Element-wise maximum of two sparse matrices

This did the trick:

def maximum (A, B):
    BisBigger = A-B
    BisBigger.data = np.where(BisBigger.data < 0, 1, 0)
    return A - A.multiply(BisBigger) + B.multiply(BisBigger)

No, there's no built-in way to do this in scipy.sparse. The easy solution is

np.maximum(X.A, Y.A)

but this is obviously going to be very memory-intensive when the matrices have large dimensions and it might crash your machine. A memory-efficient (but by no means fast) solution is

# convert to COO, if necessary
X = X.tocoo()
Y = Y.tocoo()

Xdict = dict(((i, j), v) for i, j, v in zip(X.row, X.col, X.data))
Ydict = dict(((i, j), v) for i, j, v in zip(Y.row, Y.col, Y.data))

keys = list(set(Xdict.iterkeys()).union(Ydict.iterkeys()))

XmaxY = [max(Xdict.get((i, j), 0), Ydict.get((i, j), 0)) for i, j in keys]
XmaxY = coo_matrix((XmaxY, zip(*keys)))

Note that this uses pure Python instead of vectorized idioms. You can try shaving some of the running time off by vectorizing parts of it.


Here's another memory-efficient solution that should be a bit quicker than larsmans'. It's based on finding the set of unique indices for the nonzero elements in the two arrays using code from Jaime's excellent answer here.

import numpy as np
from scipy import sparse

def sparsemax(X, Y):

    # the indices of all non-zero elements in both arrays
    idx = np.hstack((X.nonzero(), Y.nonzero()))

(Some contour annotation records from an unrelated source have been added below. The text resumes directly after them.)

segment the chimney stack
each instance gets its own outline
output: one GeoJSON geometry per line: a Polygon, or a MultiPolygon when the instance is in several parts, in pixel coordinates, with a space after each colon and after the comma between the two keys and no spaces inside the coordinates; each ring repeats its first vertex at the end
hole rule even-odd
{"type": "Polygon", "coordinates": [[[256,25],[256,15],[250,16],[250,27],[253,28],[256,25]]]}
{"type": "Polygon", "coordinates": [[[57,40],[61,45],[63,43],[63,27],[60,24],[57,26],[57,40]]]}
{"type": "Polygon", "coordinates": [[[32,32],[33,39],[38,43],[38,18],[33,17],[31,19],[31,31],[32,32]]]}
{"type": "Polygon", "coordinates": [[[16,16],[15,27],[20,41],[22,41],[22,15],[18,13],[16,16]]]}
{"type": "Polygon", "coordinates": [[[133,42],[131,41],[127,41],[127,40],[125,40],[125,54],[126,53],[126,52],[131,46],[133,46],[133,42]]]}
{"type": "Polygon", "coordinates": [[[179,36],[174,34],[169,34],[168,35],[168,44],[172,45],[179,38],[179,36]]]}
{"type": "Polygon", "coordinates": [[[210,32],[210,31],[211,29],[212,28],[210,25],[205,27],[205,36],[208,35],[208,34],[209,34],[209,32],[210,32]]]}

    # find the set of unique non-zero indices
    idx = tuple(unique_rows(idx.T).T)

    # take the element-wise max over only these indices
    X[idx] = np.maximum(X[idx].A, Y[idx].A)

    return X

def unique_rows(a):
    void_type = np.dtype((np.void, a.dtype.itemsize * a.shape[1]))
    b = np.ascontiguousarray(a).view(void_type)
    idx = np.unique(b, return_index=True)[1]
    return a[idx]

Testing:

def setup(n=1000, fmt='csr'):
    return sparse.rand(n, n, format=fmt), sparse.rand(n, n, format=fmt)

X, Y = setup()
Z = sparsemax(X, Y)
print np.all(Z.A == np.maximum(X.A, Y.A))
# True

%%timeit X, Y = setup()
sparsemax(X, Y)
# 100 loops, best of 3: 4.92 ms per loop